CINE Y MALABARISMO
Inés vio la tarde perderse y por perdida la dio. Llovía despacio. En invierno llueve así. Igual que es lenta la luz de la madrugada y transparente la del atardecer. Volvió del cine con los recuerdos a cuestas y tenía miedo a perderlos. Llevaba seis meses hecha un mar de lágrimas: se había quedado sin el hombre de sus primeros milagros.
Y todo por su culpa, por andar haciendo el malabarismo de pensar en el futuro y decirse con todas las palabras que quién sabía si alguna vez él podría ser su marido, más aún de lo que ya era.

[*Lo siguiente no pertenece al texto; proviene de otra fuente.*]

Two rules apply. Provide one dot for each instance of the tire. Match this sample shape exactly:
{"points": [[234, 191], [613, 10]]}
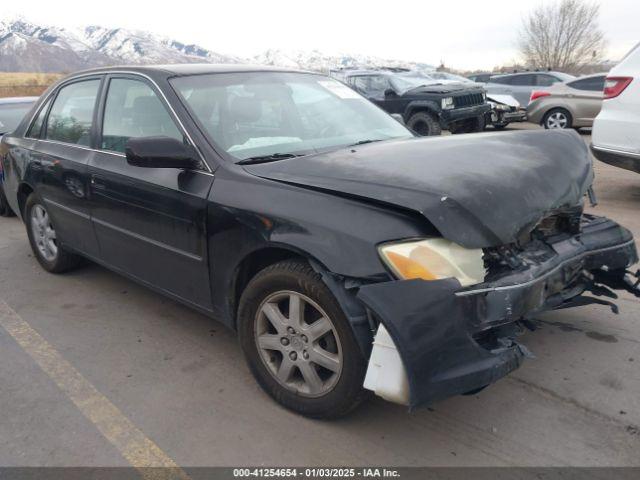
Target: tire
{"points": [[5, 209], [557, 118], [290, 349], [52, 256], [425, 124]]}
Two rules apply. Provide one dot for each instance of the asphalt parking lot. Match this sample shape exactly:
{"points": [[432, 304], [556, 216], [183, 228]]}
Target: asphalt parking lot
{"points": [[111, 359]]}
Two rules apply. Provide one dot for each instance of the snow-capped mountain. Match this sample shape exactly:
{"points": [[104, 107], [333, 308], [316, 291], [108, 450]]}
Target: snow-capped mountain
{"points": [[27, 46], [318, 61]]}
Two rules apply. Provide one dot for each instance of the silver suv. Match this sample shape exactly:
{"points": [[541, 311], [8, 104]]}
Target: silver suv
{"points": [[520, 85]]}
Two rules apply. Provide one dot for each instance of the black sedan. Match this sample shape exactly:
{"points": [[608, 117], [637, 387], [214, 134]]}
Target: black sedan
{"points": [[12, 110], [348, 255]]}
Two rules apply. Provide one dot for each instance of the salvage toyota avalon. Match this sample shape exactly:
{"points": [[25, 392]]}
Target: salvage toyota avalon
{"points": [[349, 255]]}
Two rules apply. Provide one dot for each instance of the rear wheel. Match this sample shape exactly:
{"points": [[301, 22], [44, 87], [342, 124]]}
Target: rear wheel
{"points": [[424, 124], [298, 343], [557, 118], [44, 240]]}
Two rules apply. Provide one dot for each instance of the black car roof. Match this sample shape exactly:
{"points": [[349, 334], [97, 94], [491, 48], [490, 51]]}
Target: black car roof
{"points": [[189, 69]]}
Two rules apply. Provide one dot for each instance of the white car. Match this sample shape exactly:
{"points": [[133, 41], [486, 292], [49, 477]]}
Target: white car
{"points": [[616, 129]]}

En realidad no fue culpa de nadie. Quizá del tiempo. Para ser tan cortas sus vidas, fue largo el sueño que soñaron. Habían jugado a ser de todo: amigos, novios, cónyuges. Se oía extraño, pero la verdad es que su rompimiento fue un divorcio que no pudo llevar semejante nombre, porque no hubo nunca una ceremonia pública que los uniera con la formalidad que luego necesita romperse frente a la ley. Es larga su historia y quien esto cuenta no tiene autoridad para contar sino un detalle.

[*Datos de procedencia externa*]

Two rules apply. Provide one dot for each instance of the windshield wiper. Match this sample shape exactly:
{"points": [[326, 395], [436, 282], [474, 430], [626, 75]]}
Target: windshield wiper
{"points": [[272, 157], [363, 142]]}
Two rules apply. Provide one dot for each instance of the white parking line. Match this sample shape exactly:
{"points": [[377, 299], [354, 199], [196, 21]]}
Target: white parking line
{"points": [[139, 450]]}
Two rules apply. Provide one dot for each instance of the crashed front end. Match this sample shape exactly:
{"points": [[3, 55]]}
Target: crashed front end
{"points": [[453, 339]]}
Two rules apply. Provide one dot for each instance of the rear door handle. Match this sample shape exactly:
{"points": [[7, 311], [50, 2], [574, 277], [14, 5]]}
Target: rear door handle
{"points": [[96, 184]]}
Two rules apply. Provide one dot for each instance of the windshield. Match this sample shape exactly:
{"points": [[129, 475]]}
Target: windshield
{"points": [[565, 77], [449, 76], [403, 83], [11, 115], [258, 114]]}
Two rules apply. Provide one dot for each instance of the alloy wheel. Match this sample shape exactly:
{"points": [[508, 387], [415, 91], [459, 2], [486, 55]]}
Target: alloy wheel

A los veinte años, Inés llevaba tres compartidos con su novio de la prepa y de la vida. Se habían acompañado en todo. Y se habían reído juntos como sólo se ríen los que se adoran. Hasta que se cansaron. Por eso habría que aceptar que al perderlo, Inés perdió un marido. Esa historia quizá la cuente ella algún día, aquí sólo cabe contar lo que su madre le oyó decir la noche en que volvió del cine llorando, todavía, las penas de esa tarde.
No eran novios hacía mucho, se abrían entre sus cuerpos seis meses, una eternidad y el repentino noviazgo nuevo del muchacho que, como casi cualquier hombre, no pudo penar la pena a solas. A los dos meses empezó a salir y entrar con otra niña por los patios de la Universidad. Y lo primero que hizo fue decírselo a Inés y lo primero que ella hizo fue ponerse desolada.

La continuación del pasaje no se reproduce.